It’s hard to believe that George Clooney has never won an Oscar for ‘Best Actor’. He’s perhaps the best known face in Hollywood, has an avid fanbase and has been making films since 1987, so how has this not happened before? Some say he is TOO good looking to win, others say he’s simply overrated as an actor. However, with ‘The Descendants’, it looks like Clooney may finally win the biggest accolade that any actor can win: the Oscar.
‘The Descendants’, tells the story of Matt King (Clooney) and two different situations he finds himself in: in one, his wife has been critically injured in a boating accident, and is in a coma, in the second, his family owns a vast amount of land, and is considering a number of offers to sell it off so everyone can become millionaires. Both plots run parallel to one another, overlapping at times, and providing a number of different characters. Oh, and the entire film is set on Hawaii.
Clooney’s Matt King, is an interesting person and reminiscent of a lot of the movie’s ‘dysfunctional’ characters. He is painted as a bad father and one who doesn’t let his feelings out, but as we progress with him, we see that he is just misunderstood. Clooney underplays him. He has stubble, often a big Hawaiian shirt and looks very nervous, often prompting cries of ‘don’t be a pussy’, from his eldest daughter, Alex (Shailene Woodley), a trouble child who’s been brought back from private school to help Clooney with younger daughter Scotty. It’s these faults that Clooney portrays King to have that may well win him the Holy Grail for actors.
The two kids, and Alex’s friend Sid, provide a lot of laughs and offer a sense of fun and freedom, when things get serious. Which they rarely ever do to be honest, for saying the theme of death is present quite a lot in the film, the majority of the time, it never feels depressing. Sure the eventual climax is a little bit sad, but the touch of director Alexander Payne, ensures that the characters are genuine and never become too clichéd.
Hawaii as a setting is utilised perfectly, never being overplayed, and always looking appropriately beautiful. The soundtrack too, fits perfectly, a lot of string-based music, with yodelling at times in the native language. It sounds a bit mad at first, but you’ll soon grow to love it.
IF George Clooney wins Best Actor for this, then, if only for his entire career, it’ll be worthy. However, if you base it on this year’s performances alone, which is what the Oscars should be all about, then I’d personally give it to ‘The Artist’s’, Jean Dujardin who was fantastic in the brilliant silent film. Clooney has been better, Dujardin perhaps won’t get better. Plus, let’s be honest, we all know Clooney is going to win it one day, and probably Best Director, like Clint Eastwood, after continuing his career beyond acting with feature film ‘The Ides of March’, released last year.

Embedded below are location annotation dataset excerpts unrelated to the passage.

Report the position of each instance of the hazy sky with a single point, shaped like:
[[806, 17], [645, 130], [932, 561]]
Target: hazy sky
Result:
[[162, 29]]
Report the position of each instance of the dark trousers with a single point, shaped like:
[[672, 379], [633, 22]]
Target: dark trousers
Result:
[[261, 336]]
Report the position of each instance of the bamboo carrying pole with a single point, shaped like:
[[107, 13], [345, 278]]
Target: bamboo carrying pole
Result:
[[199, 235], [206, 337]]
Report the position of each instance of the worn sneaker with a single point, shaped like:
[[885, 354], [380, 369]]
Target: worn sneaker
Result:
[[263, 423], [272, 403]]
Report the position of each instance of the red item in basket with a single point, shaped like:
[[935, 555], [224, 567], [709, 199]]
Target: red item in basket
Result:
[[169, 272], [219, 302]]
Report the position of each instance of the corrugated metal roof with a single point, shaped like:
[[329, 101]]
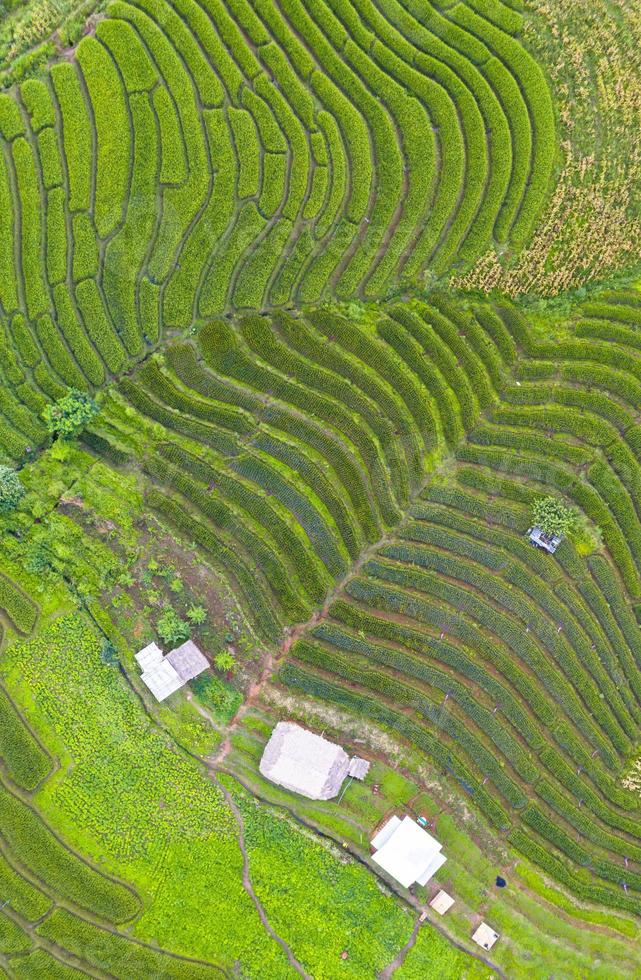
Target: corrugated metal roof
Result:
[[162, 680], [187, 660], [409, 854], [149, 655], [304, 762]]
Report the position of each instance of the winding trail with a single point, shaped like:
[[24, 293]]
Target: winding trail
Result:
[[399, 959], [249, 888]]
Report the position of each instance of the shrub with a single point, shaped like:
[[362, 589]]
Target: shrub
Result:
[[171, 628], [553, 517], [70, 414], [11, 489]]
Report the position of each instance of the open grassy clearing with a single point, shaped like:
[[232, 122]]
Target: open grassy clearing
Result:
[[158, 825], [543, 929]]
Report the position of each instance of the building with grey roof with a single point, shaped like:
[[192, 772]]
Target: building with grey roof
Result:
[[164, 675], [305, 763]]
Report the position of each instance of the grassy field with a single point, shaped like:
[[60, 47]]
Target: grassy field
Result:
[[352, 284]]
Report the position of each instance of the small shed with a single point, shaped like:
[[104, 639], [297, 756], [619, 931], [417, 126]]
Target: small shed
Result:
[[358, 768], [485, 936], [303, 762], [164, 675], [549, 542], [188, 661], [407, 852], [149, 656], [441, 902], [162, 679]]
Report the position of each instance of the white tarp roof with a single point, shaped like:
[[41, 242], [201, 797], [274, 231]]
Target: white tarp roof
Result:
[[162, 679], [187, 660], [409, 854], [304, 762], [148, 656], [485, 936]]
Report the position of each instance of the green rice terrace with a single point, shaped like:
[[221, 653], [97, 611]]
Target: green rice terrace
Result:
[[315, 318]]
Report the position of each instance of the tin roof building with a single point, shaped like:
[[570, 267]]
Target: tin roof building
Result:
[[549, 542], [164, 675], [407, 852], [485, 936], [305, 763]]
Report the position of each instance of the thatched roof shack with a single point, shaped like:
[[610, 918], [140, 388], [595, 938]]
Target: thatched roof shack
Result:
[[187, 661], [305, 763]]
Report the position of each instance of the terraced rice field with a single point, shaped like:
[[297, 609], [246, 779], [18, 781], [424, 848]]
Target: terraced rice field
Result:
[[304, 454], [195, 158], [235, 224]]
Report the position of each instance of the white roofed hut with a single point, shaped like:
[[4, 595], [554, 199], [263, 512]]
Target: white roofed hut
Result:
[[407, 852], [164, 675], [485, 936], [306, 763], [188, 661]]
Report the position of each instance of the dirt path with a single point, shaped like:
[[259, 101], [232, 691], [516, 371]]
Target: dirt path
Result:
[[249, 888], [399, 959]]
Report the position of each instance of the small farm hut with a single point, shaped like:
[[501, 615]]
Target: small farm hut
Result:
[[306, 763], [164, 675], [407, 852], [485, 936], [441, 902], [549, 542], [187, 661]]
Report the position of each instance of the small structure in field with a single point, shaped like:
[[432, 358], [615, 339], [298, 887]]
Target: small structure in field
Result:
[[407, 852], [549, 542], [187, 661], [441, 902], [305, 763], [164, 675], [485, 936]]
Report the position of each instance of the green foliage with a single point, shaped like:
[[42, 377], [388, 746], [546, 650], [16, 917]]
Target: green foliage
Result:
[[197, 615], [553, 517], [171, 628], [70, 414], [225, 660], [11, 489]]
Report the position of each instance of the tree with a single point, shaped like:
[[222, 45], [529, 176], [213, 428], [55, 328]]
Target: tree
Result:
[[11, 489], [70, 414], [197, 615], [225, 660], [553, 517], [171, 628]]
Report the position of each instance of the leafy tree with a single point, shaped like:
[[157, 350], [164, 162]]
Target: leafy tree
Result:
[[197, 615], [11, 489], [171, 628], [553, 517], [70, 414], [109, 654], [225, 660]]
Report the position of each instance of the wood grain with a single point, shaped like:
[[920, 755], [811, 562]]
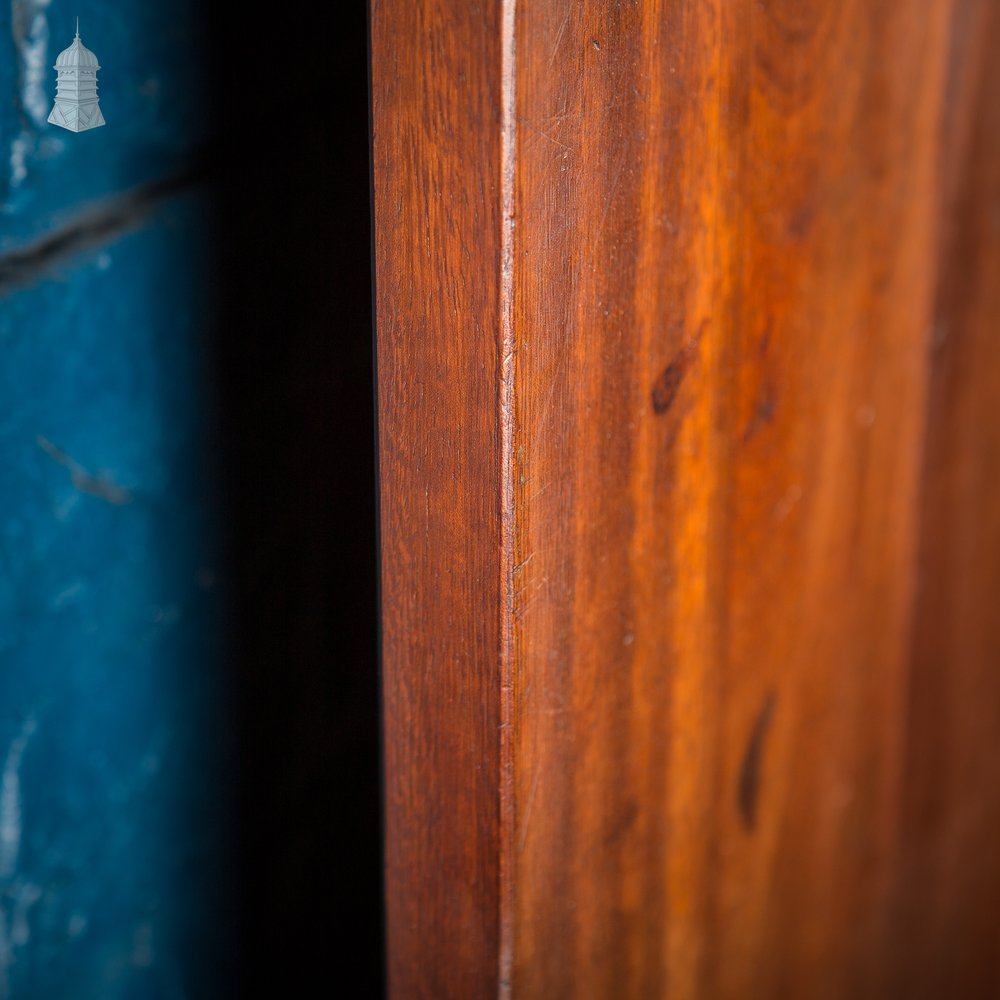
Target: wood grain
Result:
[[720, 288], [436, 153]]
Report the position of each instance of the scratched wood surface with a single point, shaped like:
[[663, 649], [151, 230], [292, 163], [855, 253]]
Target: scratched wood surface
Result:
[[689, 321]]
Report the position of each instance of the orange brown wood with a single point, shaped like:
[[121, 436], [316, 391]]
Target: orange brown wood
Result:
[[688, 333]]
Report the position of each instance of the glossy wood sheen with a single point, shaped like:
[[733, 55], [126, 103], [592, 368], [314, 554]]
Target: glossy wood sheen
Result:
[[437, 219], [720, 284]]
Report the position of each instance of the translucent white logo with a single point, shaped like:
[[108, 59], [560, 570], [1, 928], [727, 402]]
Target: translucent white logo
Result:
[[77, 106]]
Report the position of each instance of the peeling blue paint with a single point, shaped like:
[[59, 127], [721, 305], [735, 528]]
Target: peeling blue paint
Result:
[[110, 640]]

Whilst the film itself is good and features very good performances from all three grief-stricken family members in particular, it seems overlong at 115 minutes and at times I was slightly bored. The message is that noone is perfect, and we all have our faults, but ones that, overtime, you can fix and forgive. Perhaps this is a good phrase to sum up the movie, it’s good, has its faults, but if you can look past this, then you’re on to a winner.